La
vida es una montaña que se vuelve más escarpada a medida que trepas.
John Updike
Conejo en paz
On the road again
Con agudos presentimientos alojados en su corazón recién sometido a una
angioplastia, Harry Angstrom, apodado Conejo
desde su remota infancia, conduce su Toyota Celica hacia el sur de Estados
Unidos, en la calurosa Florida. Saltando de autopista en autopista y de motel
en motel engulle los kilómetros que lo separan de Deleon, la población donde
posee a medias con su mujer (¿o su exmujer?) una vivienda en un condominio de
clase media alta. En la radio sintoniza viejas canciones de crooners y de
cantantes negras que lo mantienen en contacto con lo que no se atreve a llamar
del todo su pasado.
Abajo, en una barriada negra y marginal lo espera algo oscuro que cobra un
perfil más definido a medida que avanza: es su propia muerte que alcanza cada
vez más consistencia luego de un segundo infarto mientras intentaba competir jugando
al baloncesto con un adolescente del lugar. De joven, en los tiempos del
instituto, Conejo fue un promisorio
jugador que llegó a levantar admiradores entre la gente de su generación,
sobre todo entre el público femenino.
Pero eso fue en un pasado tan remoto que se antoja irreal: ahora, su
corazón fatigado por las palizas de la vida le recuerda que envejece, que ya es
el turno para otra gente pletórica de energías.

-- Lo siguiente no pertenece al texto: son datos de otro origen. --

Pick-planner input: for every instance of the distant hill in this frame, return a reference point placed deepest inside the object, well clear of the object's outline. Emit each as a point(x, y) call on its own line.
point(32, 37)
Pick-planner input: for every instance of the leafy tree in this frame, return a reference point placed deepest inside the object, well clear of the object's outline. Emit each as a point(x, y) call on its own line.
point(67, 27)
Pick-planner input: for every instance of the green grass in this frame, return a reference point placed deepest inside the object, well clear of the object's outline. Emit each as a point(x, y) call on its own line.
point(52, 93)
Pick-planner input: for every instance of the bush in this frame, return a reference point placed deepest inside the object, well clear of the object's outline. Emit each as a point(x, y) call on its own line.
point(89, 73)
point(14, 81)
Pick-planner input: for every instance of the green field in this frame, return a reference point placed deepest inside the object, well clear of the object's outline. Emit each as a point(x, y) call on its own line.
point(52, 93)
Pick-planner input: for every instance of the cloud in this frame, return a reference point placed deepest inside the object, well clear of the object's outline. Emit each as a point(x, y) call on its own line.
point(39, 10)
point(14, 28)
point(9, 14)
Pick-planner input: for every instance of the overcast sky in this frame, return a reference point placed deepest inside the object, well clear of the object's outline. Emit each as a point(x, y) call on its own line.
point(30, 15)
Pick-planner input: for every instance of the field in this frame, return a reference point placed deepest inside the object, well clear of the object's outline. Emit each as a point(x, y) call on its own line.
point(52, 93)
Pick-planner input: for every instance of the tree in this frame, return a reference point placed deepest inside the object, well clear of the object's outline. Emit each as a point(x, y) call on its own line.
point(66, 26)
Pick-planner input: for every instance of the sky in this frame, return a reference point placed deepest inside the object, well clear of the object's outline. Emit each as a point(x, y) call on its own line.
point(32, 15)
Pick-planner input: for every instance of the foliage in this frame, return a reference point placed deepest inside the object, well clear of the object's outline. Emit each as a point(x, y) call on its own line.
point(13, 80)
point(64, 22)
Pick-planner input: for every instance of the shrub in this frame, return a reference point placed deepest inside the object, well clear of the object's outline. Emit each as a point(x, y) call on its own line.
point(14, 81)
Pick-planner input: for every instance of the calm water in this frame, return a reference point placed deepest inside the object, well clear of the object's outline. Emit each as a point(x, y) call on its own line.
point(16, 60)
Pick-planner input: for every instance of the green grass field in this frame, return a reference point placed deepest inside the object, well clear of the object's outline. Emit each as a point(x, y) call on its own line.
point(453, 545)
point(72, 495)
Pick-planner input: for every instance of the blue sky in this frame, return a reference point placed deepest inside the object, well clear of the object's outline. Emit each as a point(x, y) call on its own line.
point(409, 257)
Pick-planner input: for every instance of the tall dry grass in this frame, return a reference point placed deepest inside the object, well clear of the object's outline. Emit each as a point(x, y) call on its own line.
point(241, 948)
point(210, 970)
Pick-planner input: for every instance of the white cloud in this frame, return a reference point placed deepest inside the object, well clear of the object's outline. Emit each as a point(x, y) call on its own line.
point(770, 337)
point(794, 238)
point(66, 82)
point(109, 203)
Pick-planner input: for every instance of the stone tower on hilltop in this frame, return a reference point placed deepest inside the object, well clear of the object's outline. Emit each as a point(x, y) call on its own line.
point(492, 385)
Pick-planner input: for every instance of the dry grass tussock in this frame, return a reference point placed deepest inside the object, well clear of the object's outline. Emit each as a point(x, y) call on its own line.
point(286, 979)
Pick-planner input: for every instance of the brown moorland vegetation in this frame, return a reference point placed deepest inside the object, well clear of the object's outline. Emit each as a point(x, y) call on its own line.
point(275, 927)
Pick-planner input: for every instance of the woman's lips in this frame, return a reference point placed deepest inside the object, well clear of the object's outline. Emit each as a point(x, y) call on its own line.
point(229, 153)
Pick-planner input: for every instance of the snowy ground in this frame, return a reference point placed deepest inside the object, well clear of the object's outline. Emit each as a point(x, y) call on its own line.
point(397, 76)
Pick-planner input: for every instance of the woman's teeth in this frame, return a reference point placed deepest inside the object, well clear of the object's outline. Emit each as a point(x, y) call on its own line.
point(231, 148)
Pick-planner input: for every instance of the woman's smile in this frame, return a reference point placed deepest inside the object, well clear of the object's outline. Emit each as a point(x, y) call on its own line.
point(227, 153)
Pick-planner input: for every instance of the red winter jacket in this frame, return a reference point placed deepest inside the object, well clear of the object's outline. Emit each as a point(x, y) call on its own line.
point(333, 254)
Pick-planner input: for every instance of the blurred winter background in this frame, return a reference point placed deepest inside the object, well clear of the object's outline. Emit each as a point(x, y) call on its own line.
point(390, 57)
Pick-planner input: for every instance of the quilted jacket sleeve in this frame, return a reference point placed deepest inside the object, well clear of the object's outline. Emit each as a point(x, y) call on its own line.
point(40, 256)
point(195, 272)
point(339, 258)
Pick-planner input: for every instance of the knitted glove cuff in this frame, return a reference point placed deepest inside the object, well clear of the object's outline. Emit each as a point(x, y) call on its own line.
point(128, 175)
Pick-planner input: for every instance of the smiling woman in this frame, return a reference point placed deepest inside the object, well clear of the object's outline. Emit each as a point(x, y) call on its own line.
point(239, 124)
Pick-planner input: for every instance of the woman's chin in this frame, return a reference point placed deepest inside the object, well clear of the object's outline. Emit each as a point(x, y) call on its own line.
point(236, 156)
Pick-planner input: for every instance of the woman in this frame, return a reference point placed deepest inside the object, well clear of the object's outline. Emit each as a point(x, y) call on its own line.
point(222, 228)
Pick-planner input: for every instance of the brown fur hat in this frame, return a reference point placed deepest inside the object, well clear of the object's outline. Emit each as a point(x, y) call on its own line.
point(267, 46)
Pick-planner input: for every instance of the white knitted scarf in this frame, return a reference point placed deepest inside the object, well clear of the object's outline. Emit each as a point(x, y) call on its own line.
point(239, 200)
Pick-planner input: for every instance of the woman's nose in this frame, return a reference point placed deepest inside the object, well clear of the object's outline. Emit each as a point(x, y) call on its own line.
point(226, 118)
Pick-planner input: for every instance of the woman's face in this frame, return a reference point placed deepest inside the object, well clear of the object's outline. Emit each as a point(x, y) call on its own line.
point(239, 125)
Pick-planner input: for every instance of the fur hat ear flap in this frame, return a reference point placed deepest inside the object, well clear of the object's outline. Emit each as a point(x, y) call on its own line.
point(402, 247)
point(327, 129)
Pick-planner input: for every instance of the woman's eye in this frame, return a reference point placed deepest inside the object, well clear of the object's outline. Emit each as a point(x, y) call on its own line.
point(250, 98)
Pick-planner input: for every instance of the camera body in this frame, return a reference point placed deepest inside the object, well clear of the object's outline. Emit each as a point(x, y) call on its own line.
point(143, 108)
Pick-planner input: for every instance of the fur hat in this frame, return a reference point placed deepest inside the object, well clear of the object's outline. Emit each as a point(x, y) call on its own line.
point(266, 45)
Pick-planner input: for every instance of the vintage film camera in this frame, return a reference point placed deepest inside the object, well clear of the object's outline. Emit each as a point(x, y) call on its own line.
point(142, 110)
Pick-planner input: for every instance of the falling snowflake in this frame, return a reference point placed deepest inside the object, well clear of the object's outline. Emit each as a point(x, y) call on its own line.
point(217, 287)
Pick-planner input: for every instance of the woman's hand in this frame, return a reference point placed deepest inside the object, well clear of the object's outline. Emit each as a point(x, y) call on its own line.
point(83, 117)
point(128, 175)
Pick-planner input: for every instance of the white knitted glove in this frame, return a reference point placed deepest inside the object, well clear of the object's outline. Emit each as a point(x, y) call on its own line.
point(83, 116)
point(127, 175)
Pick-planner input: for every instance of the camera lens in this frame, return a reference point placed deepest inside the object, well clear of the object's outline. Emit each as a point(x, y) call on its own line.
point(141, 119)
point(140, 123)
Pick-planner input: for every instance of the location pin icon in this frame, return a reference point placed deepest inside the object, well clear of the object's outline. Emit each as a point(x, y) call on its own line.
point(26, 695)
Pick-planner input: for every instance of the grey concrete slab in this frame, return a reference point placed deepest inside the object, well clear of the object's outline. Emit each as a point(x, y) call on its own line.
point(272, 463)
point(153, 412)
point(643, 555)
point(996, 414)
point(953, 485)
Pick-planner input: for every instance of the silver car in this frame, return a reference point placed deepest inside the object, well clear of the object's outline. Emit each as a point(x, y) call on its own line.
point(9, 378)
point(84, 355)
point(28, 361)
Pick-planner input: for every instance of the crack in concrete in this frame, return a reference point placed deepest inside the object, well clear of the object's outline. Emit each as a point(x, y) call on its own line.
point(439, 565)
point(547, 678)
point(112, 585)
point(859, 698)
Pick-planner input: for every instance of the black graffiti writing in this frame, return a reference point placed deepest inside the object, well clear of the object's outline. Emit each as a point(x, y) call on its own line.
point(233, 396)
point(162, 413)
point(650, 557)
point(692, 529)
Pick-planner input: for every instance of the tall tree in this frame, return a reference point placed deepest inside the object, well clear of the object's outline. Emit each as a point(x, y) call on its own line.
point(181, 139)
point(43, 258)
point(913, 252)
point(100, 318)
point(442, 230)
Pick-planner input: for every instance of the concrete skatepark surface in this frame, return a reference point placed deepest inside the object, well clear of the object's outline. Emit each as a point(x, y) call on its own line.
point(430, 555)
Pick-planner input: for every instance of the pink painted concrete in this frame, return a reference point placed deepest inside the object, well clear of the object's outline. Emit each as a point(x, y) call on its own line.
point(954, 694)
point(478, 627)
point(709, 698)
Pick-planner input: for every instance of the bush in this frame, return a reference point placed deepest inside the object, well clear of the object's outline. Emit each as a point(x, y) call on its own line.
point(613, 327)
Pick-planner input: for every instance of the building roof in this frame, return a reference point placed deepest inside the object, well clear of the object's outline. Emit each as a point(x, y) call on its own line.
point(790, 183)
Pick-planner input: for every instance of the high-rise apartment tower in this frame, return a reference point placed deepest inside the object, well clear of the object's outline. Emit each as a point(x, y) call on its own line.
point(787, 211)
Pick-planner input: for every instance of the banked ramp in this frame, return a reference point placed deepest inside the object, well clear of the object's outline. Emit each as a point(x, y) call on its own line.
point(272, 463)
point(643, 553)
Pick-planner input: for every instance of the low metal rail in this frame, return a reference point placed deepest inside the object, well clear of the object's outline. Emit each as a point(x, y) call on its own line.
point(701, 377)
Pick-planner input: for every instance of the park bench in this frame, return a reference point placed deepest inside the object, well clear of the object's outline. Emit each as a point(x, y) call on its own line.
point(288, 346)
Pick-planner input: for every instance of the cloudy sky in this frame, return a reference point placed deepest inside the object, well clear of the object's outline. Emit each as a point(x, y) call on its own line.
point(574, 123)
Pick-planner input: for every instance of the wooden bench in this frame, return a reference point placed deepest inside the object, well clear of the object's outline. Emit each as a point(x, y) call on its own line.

Ese pasado resulta tan irreconocible como la quimérica grandeza de unos
Estados Unidos de América golpeados por la inflación, por la crisis de los
combustibles, por la especulación financiera, por enemigos agazapados en todos
los rincones del planeta y por un nuevo huracán que se aproxima a sus costas y
bautizado con el nombre de Hugo.
Extraña costumbre esa de bautizar a los huracanes con nombres humanos, como si
con ese simple acto se pudiera conjurarlos.
En la superficie, Harry Angstrom, descendiente de inmigrantes suecos, huye
de su casa familiar en Brewer, Pennsylvania, la localidad donde nació en 1933, durante
uno de los coletazos de la Gran Depresión. Su esposa Janice, su hijo Nelson-
que intenta salir de su adicción a la cocaína- y sus nietos Roy y Judice,
acaban de ser enterados por Pru, la esposa de Nelson, de que una noche lluviosa
de hace apenas unas semanas, tuvo una sesión de sexo con su suegro mientras el
resto de la familia andaba fuera de casa.
Eso en la superficie, porque en el fondo intenta escapar de esa suerte de
nata oscura que nos rodea a todos. Algunos la llaman alma, otros hablan de El
destino y unos cuantos más la reconocen como la nada, a secas. De cualquier
forma, es imposible escapar de ella. El amor, o el sexo para ser más precisos,
es apenas uno de los muchos resquicios por los que tratamos de ponernos lejos
del alcance de esa nata oscura. Al final, sólo conseguimos añadir otra
capa. Para Conejo el resultado de esa lucha fue una enfermedad del corazón, en
el sentido fisiológico y poético de esa palabra ¿ No repiten todos esos
cantantes que están enfermos del corazón?
Conducirnos a la entraña de ese inútil combate es el propósito del escritor
norteamericano John Updike (1932, Reading, Pennsylvania- 2009, Danvers,
Massachusets) en su tetralogía de novelas tituladas Corre Conejo, El regreso de Conejo, Conejo es rico y Conejo en Paz. Cada una de ellas abarca
una década en la vida del protagonista y de quienes lo rodean: la del cincuenta
en años de la posguerra, la de los sesenta con sus revueltas sociales y su obsesión por las drogas, la del setenta
con el tránsito a formas más despiadadas y sutiles del
capitalismo, hasta llegar a los noventa cuando el desplome de la Unión
Soviética dejó a los Estados Unidos sin el gran enemigo y, por lo tanto,
huérfanos de aquel ilusorio sentido de unidad nacional que marcó los años de
la Guerra Fría.
En realidad no es necesario leer las novelas de Updike en el orden en que fueron publicadas. Bien visto, ese es
apenas un formalismo editorial. Lo importante es seguir el camino de los personajes
que gravitan en la órbita vital de Harry, como si se tratara de satélites desamparados atados a la fuerza
gravitacional de un planeta enloquecido.
Ya se trate de jóvenes o viejos, esos personajes están marcados por dos
características: la exasperación sexual y un arribismo social que se alimenta
de sí mismo. Esas dos fuerzas no los dejan dormir en paz. En busca de alguna
forma de sosiego unos buscan las drogas de evasión en los sesenta o las que los
conectan con el frenesí de los tiempos en los ochenta y noventa. Otros especulan
en los mercados como quien juega a la rueda de la fortuna. En el entretiempo
despliegan todos los trucos de la seducción, en una especie de carnaval que los
deposita en la orilla del tiempo más fatigados que el día anterior y con un
regusto amargo en la boca. Entretanto, los que ya quedaron fuera del juego se
van a vivir al sur, a esa Florida de playas, de clínicas geriátricas y de
tratamientos para conservar la poca salud que les resta.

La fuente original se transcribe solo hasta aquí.